# Claim: The theoretical scaffolding behind AI 'control' and 'trust repair' — Santoni de Sio and van den Hoven's meaningful-human-control framework and the 27-paper TRUST 2025 human-robot-interaction workshop alike — assumes a focused operator who can track the system and intervene, a role no news reader occupies.

**Current badge:** watchlist
**In notebook:** [Visible control receipts for AI-mediated feeds: the correction that actually changes tomorrow's feed](/notebook/visible-control-receipts-for-ai-mediated-feeds)

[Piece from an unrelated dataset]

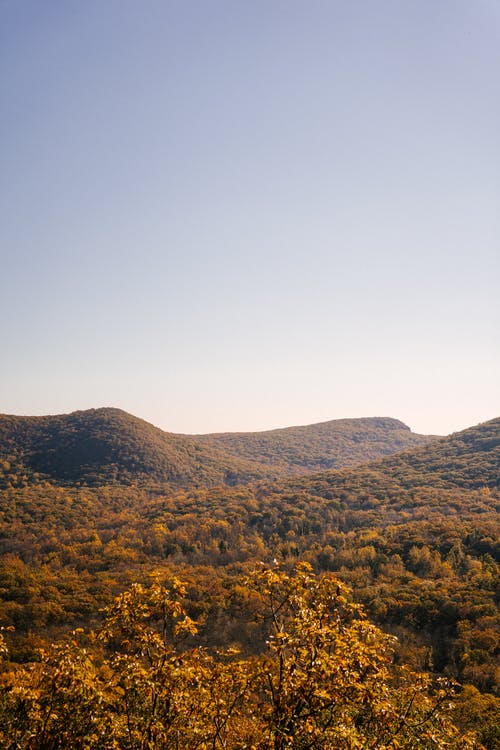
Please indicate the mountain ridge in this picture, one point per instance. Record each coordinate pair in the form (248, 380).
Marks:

Santoni de Sio and van den Hoven (2021) define meaningful human control as requiring that a human can track what an AI system is doing and intervene if needed; that premise holds for a newsroom editor reviewing a draft before publish, but not for a reader deciding whether to trust a chatbot's summary, who has no 'intervene' button and can only leave. The TRUST 2025 workshop's 27 papers on human-robot trust calibration, violation, and repair make the same assumption from the machine side: every repair study pictures a focused operator watching the robot's output in real time. A reader scrolling a feed half-attentively at 7am when an AI summary fabricates a quote gets no equivalent repair moment — any correction note or disclosure badge arrives later, competing with the rest of the feed. Neither literature has yet been tested against this recipient, which is why this stays a synthesis of frameworks rather than an empirical finding about readers themselves.

## Provenance history (how this claim ripened)
- `2026-07-08` **asserted as watchlist** — Two peer-reviewed literatures — AI-governance 'meaningful human control' (Santoni de Sio & van den Hoven, 2021) and HRI trust-repair (TRUST 2025 workshop, 27 papers) — both model an attentive, in-the-loop operator. Neither has been tested against the inattentive news reader this dossier tracks, so watchlist until a study measures repair or control against that recipient specifically.